Before Norm Coleman was elected, many Minnesotans were concerned about whether he is sincere or trustworthy enough to deserve a Senate seat. Because of his background of switching parties, dubious business deals as mayor of St. Paul and a contrived interpretation of his record as mayor, many thought he was out merely for political advancement at the expense of any real personal integrity. Only one day after he won the election, though, he has proven these concerns to be valid with his request that interim Sen. Dean Barkley step down early so he can gain seniority.

Even though the newly elected Republican Senate will not convene for another few months, Coleman has already attempted to circumvent the rules with this request. The problem is Coleman actually believes this is an appropriate arrangement to suggest. Gov. Jesse Ventura appointed Barkley to act as an interim replacement for the late Sen. Paul Wellstone and is supposed to retain the seat until the next session of Congress convenes in January. According to the states’ constitution, Ventura has the sole authority to appoint Barkley to that seat. Coleman, however, does not have the right to request that any senator – whether one serving for two months or for two terms – prematurely vacate the seat so he can gain seniority.

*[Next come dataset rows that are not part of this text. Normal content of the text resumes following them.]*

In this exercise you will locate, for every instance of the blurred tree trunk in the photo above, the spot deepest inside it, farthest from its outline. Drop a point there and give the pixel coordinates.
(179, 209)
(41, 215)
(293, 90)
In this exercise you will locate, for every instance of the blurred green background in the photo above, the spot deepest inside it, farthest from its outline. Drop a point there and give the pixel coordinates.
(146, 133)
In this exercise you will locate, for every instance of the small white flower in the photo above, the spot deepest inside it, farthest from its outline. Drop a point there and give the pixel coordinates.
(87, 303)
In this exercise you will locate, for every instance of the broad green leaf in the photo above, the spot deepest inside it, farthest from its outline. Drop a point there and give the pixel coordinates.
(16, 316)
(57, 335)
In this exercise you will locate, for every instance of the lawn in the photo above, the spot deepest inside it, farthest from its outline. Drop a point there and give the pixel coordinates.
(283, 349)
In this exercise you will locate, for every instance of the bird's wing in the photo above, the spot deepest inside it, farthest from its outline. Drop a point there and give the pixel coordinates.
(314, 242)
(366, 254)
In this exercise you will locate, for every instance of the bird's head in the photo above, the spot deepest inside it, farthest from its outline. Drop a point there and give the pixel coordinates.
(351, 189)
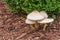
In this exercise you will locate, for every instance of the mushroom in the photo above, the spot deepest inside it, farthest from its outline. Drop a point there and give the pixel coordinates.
(35, 16)
(45, 21)
(30, 22)
(43, 13)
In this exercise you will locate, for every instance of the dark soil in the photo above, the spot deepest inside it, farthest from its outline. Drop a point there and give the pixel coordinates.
(13, 27)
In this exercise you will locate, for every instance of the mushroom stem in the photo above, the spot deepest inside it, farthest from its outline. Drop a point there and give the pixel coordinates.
(36, 25)
(32, 27)
(44, 27)
(50, 24)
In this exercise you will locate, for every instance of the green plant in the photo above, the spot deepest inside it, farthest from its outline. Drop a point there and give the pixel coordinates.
(50, 6)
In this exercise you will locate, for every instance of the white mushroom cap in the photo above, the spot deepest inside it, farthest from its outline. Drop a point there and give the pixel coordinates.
(43, 13)
(29, 21)
(35, 15)
(49, 20)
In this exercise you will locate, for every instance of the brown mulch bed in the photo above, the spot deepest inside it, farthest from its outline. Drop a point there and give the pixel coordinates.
(13, 27)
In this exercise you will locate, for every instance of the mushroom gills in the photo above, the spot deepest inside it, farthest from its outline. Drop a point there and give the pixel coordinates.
(31, 23)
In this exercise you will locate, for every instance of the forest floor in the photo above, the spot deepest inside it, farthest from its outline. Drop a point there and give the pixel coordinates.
(13, 27)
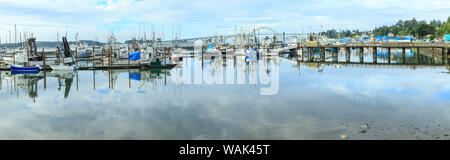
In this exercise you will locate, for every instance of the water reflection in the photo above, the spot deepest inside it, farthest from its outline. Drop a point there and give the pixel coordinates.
(220, 99)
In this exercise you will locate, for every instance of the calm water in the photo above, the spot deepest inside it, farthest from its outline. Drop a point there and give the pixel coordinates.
(233, 98)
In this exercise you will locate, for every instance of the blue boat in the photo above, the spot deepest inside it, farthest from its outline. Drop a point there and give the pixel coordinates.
(14, 68)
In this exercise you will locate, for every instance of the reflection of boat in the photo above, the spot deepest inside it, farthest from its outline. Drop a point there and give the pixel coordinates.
(63, 67)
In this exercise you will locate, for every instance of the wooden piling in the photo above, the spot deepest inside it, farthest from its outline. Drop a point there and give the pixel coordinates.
(59, 55)
(389, 54)
(109, 56)
(128, 55)
(103, 52)
(403, 55)
(76, 56)
(446, 55)
(347, 54)
(43, 57)
(443, 56)
(432, 56)
(303, 51)
(93, 55)
(361, 55)
(418, 55)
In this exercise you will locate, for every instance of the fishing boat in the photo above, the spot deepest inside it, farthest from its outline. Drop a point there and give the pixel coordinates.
(63, 65)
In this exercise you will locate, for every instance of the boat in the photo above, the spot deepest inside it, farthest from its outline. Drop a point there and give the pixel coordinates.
(63, 65)
(20, 68)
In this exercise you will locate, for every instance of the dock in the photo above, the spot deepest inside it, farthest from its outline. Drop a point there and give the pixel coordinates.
(107, 67)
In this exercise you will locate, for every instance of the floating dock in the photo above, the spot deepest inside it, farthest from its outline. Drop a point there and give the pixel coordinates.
(131, 66)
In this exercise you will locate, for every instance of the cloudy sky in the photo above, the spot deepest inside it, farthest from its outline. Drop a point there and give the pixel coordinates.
(94, 18)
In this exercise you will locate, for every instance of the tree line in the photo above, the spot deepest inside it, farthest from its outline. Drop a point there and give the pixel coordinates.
(420, 29)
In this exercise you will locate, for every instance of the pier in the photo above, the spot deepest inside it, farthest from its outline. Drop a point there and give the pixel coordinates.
(307, 51)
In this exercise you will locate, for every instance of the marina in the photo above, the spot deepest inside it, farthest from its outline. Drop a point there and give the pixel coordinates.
(224, 70)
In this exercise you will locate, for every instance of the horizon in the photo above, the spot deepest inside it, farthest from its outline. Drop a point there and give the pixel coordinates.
(129, 18)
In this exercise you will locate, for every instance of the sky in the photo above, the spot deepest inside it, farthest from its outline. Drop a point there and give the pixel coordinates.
(94, 19)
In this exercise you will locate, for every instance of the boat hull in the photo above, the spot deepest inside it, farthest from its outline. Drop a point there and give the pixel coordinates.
(14, 68)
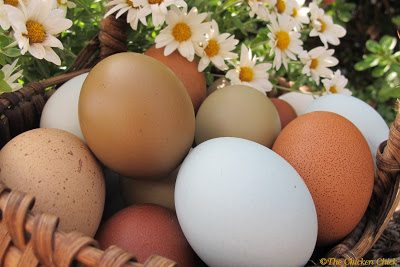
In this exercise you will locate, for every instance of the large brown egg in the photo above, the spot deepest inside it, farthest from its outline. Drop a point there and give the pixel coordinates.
(136, 116)
(238, 111)
(146, 230)
(59, 170)
(285, 110)
(186, 71)
(333, 158)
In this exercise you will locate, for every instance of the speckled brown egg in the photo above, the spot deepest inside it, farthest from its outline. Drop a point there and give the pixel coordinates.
(186, 71)
(238, 111)
(285, 110)
(59, 170)
(136, 116)
(146, 230)
(333, 158)
(160, 192)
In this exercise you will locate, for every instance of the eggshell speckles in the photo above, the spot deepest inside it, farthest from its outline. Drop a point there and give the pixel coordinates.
(146, 230)
(285, 110)
(59, 170)
(186, 71)
(333, 158)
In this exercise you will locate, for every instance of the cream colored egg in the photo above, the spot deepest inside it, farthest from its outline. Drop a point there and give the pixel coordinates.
(160, 192)
(59, 170)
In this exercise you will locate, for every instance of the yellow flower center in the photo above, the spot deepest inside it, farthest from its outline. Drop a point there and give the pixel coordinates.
(281, 6)
(323, 25)
(212, 49)
(314, 63)
(246, 74)
(282, 40)
(333, 90)
(11, 2)
(36, 32)
(181, 32)
(294, 12)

Yesterday, however, Coleman said he will not ask Barkley to step down early, because he was wrong about gaining seniority. If Coleman had any concern for anything other than himself, he would have known such a suggestion was wrong in the first place because it is unethical to manipulate the political system for personal advantage. This request is a classless act that clearly illustrates how Coleman confuses what is good for the state with what is good for Coleman. His predecessor would have known the difference.